I was reading sehe's answer for fast text file reading in C++, which looks like this.
static uintmax_t wc(char const *fname)
{
static const auto BUFFER_SIZE = 16*1024;
int fd = open(fname, O_RDONLY);
if(fd == -1)
handle_error("open");
/* Advise the kernel of our access pattern. */
posix_fadvise(fd, 0, 0, 1); // FDADVICE_SEQUENTIAL
char buf[BUFFER_SIZE + 1];
uintmax_t lines = 0;
while(size_t bytes_read = read(fd, buf, BUFFER_SIZE))
{
if(bytes_read == (size_t)-1)
handle_error("read failed");
if (!bytes_read)
break;
for(char *p = buf; (p = (char*) memchr(p, '\n', (buf + bytes_read) - p)); ++p)
++lines;
}
return lines;
}
This is cool, but I was wondering if a similar approach can be taken when we aren't dealing with a character operation like counting newlines, but want to operate on each line of data. Say for instance I had a file of doubles, and already some function parse_line_to_double
to use on each line.
12.44243
4242.910
...
That is, how can I read BUFFER_SIZE
bytes into my buffer but avoid splitting the last line read?
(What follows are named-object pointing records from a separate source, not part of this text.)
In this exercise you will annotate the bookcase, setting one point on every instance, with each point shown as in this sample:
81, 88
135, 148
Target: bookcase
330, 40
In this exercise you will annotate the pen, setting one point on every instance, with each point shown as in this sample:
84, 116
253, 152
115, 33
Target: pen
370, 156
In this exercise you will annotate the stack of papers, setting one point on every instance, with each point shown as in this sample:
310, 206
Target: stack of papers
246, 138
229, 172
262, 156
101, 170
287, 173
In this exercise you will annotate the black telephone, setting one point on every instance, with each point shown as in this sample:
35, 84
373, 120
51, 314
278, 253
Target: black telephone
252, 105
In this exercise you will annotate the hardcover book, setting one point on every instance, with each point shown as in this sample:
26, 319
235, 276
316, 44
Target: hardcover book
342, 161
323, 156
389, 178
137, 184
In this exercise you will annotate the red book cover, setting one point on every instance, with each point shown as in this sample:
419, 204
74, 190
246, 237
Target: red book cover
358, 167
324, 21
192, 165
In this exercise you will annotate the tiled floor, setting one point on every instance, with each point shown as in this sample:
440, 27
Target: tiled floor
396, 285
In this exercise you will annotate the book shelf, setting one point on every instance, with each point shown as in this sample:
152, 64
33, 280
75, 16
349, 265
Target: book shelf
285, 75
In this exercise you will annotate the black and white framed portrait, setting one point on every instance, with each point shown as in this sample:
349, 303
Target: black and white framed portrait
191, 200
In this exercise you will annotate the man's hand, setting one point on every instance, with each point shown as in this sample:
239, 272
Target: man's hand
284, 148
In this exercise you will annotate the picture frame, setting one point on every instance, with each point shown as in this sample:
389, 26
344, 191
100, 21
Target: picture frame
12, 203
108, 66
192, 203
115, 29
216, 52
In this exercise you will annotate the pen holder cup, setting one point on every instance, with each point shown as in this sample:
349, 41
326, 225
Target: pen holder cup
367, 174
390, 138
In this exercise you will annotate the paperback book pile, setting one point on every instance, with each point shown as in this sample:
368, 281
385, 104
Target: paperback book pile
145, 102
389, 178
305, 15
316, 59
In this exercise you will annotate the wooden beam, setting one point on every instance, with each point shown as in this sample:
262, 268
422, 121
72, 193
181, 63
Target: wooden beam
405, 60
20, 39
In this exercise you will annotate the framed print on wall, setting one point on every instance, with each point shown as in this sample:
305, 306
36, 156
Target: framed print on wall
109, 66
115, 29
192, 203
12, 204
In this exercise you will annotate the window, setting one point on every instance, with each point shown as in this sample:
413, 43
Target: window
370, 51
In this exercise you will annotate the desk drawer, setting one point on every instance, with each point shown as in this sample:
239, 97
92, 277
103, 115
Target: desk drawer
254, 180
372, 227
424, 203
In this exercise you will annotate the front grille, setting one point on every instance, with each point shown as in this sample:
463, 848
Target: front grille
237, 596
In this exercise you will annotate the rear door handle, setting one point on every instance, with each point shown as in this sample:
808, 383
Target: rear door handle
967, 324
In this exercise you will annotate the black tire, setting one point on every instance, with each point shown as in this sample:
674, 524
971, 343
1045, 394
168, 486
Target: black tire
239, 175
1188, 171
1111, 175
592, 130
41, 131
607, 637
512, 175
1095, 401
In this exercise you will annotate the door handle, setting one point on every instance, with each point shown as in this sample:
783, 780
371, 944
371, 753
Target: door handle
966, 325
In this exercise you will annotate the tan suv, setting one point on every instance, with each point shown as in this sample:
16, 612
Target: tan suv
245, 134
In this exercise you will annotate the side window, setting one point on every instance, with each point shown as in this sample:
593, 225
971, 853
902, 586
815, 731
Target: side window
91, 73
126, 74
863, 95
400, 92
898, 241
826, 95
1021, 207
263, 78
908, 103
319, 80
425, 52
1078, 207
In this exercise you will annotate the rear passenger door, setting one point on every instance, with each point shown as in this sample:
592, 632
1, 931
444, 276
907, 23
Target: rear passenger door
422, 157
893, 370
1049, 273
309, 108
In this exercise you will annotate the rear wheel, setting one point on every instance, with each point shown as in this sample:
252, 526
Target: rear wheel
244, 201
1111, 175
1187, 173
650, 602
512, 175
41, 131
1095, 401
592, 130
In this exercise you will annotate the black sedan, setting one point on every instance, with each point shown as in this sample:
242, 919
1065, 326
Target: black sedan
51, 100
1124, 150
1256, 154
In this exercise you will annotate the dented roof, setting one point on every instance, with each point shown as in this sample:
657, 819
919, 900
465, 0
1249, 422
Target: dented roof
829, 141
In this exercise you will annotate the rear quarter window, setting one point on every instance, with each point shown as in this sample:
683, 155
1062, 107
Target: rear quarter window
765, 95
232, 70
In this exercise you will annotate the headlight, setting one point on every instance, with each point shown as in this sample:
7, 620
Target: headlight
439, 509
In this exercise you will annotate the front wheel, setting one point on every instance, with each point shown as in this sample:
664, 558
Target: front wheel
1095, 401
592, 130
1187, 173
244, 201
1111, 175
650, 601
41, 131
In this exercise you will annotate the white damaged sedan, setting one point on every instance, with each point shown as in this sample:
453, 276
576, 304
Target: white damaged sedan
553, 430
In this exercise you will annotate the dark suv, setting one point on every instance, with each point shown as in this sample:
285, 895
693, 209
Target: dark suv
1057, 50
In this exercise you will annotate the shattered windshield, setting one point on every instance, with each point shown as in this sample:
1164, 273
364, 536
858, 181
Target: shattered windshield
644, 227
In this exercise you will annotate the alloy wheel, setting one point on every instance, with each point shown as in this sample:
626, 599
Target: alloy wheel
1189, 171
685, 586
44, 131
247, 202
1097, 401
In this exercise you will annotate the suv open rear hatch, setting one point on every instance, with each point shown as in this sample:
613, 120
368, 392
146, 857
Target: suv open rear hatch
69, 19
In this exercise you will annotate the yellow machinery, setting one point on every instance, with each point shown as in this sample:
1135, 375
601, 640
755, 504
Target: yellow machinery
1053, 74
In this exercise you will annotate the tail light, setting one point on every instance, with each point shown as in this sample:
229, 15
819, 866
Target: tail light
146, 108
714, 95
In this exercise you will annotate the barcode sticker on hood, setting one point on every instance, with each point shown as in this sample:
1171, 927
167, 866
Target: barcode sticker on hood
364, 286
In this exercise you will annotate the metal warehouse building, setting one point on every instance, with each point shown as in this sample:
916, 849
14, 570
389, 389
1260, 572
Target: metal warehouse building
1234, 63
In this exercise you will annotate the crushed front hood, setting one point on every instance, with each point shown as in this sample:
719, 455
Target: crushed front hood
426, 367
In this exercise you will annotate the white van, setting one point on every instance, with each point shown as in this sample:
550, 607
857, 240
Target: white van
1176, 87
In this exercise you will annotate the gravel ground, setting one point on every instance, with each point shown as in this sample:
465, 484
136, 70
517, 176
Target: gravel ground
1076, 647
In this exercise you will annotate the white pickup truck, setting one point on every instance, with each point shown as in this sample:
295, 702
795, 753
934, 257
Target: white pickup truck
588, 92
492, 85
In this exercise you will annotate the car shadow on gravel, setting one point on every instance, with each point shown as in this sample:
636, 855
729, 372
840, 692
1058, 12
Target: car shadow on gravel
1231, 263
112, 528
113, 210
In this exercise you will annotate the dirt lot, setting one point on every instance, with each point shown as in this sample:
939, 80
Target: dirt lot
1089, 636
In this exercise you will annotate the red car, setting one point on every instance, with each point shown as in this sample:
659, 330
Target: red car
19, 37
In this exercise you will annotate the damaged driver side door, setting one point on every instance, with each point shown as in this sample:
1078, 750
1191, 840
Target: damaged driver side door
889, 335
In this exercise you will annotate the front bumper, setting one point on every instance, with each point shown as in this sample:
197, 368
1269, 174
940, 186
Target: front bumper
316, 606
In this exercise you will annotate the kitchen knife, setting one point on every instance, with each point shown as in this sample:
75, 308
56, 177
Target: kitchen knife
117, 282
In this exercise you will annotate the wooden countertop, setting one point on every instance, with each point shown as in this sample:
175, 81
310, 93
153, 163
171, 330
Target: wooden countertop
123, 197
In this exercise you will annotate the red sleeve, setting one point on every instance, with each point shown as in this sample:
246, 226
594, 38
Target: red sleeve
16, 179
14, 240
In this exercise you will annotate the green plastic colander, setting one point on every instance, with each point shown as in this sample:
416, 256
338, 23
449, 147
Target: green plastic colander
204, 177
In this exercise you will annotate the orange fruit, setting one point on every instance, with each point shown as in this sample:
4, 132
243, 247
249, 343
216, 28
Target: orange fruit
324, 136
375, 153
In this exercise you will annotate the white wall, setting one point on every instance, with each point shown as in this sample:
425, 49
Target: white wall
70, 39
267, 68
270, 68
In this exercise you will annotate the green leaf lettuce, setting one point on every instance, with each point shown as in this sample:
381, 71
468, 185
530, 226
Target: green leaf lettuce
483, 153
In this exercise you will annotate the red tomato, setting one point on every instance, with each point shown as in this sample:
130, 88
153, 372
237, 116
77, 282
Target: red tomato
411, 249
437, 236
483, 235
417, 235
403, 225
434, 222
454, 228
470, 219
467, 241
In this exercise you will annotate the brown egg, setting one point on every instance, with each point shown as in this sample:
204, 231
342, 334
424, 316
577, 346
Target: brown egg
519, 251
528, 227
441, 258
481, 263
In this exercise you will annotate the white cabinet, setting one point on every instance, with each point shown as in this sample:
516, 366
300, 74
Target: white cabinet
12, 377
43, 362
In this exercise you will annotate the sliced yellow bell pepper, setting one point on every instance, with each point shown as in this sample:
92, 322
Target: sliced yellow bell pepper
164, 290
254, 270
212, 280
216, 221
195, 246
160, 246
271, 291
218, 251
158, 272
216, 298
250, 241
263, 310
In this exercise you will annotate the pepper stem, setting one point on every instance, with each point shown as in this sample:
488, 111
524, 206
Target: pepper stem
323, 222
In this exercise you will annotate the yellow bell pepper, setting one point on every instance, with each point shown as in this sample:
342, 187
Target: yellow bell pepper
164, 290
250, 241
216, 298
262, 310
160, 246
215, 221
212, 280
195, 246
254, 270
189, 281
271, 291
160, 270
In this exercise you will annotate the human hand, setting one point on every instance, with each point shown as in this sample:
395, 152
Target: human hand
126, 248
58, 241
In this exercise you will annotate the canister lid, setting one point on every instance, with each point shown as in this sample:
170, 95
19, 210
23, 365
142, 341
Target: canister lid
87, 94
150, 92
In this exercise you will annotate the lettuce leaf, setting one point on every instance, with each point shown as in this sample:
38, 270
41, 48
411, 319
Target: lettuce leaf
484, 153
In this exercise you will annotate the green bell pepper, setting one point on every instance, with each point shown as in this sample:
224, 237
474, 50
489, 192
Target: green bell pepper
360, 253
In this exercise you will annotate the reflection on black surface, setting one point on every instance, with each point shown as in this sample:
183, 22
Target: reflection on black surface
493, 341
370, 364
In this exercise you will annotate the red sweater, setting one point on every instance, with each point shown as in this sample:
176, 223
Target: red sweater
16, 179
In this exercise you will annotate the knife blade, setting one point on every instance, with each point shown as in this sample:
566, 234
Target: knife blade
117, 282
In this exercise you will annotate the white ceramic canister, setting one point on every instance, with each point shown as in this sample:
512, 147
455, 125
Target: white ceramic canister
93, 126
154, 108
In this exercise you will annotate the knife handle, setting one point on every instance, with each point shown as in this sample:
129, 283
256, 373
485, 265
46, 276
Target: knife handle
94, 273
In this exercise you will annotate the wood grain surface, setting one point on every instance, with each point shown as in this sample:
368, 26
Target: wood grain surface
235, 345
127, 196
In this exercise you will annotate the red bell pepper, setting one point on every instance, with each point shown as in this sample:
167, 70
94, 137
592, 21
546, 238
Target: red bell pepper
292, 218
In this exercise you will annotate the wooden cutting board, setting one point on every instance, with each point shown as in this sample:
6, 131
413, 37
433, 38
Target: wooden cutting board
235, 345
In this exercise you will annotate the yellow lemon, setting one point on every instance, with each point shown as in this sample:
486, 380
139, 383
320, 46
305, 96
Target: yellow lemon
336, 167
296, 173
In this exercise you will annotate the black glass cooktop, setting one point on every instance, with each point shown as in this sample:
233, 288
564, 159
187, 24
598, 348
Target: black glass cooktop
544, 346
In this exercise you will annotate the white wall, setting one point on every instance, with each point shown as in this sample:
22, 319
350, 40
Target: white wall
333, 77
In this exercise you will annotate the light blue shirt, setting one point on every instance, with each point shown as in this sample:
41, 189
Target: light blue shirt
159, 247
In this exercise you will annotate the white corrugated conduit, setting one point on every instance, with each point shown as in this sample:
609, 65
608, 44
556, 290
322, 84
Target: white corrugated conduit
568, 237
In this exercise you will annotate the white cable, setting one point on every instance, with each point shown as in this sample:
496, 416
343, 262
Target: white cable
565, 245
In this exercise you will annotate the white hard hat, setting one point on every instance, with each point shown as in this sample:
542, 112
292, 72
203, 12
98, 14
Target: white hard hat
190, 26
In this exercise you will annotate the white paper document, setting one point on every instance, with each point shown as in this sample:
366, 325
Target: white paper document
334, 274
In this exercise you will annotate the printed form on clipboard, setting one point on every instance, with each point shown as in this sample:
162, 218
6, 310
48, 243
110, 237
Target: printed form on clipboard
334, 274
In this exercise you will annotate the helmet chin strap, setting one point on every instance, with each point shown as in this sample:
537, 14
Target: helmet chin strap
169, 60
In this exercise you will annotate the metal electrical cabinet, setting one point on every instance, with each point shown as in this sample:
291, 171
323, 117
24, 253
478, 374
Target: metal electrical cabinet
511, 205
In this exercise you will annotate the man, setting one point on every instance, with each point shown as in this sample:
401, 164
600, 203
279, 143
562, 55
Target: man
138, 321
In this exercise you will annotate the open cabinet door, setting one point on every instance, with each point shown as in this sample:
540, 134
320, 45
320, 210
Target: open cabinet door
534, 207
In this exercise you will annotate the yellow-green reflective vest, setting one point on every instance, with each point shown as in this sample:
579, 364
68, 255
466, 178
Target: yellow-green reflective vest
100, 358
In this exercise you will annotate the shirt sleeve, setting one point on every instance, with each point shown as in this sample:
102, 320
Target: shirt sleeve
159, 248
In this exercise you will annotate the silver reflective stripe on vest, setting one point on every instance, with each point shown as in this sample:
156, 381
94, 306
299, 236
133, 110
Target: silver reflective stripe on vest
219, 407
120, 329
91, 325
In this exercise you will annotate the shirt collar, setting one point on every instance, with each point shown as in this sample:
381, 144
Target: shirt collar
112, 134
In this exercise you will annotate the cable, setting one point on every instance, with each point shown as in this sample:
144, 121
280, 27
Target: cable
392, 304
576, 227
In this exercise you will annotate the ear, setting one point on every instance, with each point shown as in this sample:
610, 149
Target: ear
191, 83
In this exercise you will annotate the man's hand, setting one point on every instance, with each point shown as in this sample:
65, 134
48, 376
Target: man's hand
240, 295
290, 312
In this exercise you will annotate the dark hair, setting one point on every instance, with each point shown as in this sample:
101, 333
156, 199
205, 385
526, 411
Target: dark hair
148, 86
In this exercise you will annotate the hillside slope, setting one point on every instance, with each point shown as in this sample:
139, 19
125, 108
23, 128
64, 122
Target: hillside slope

Effectively, can I ask "Give me BUFFER_SIZE
or less bytes while ensuring that the last byte read is a newline character (or EOF)"?
Knowing extremely little about low level IO like this, ideas that came to mind were
- Can I "back up"
fd
to the most recent newline between iterations? - Do I have to keep a second buffer holding a copy of the current line being read all the time?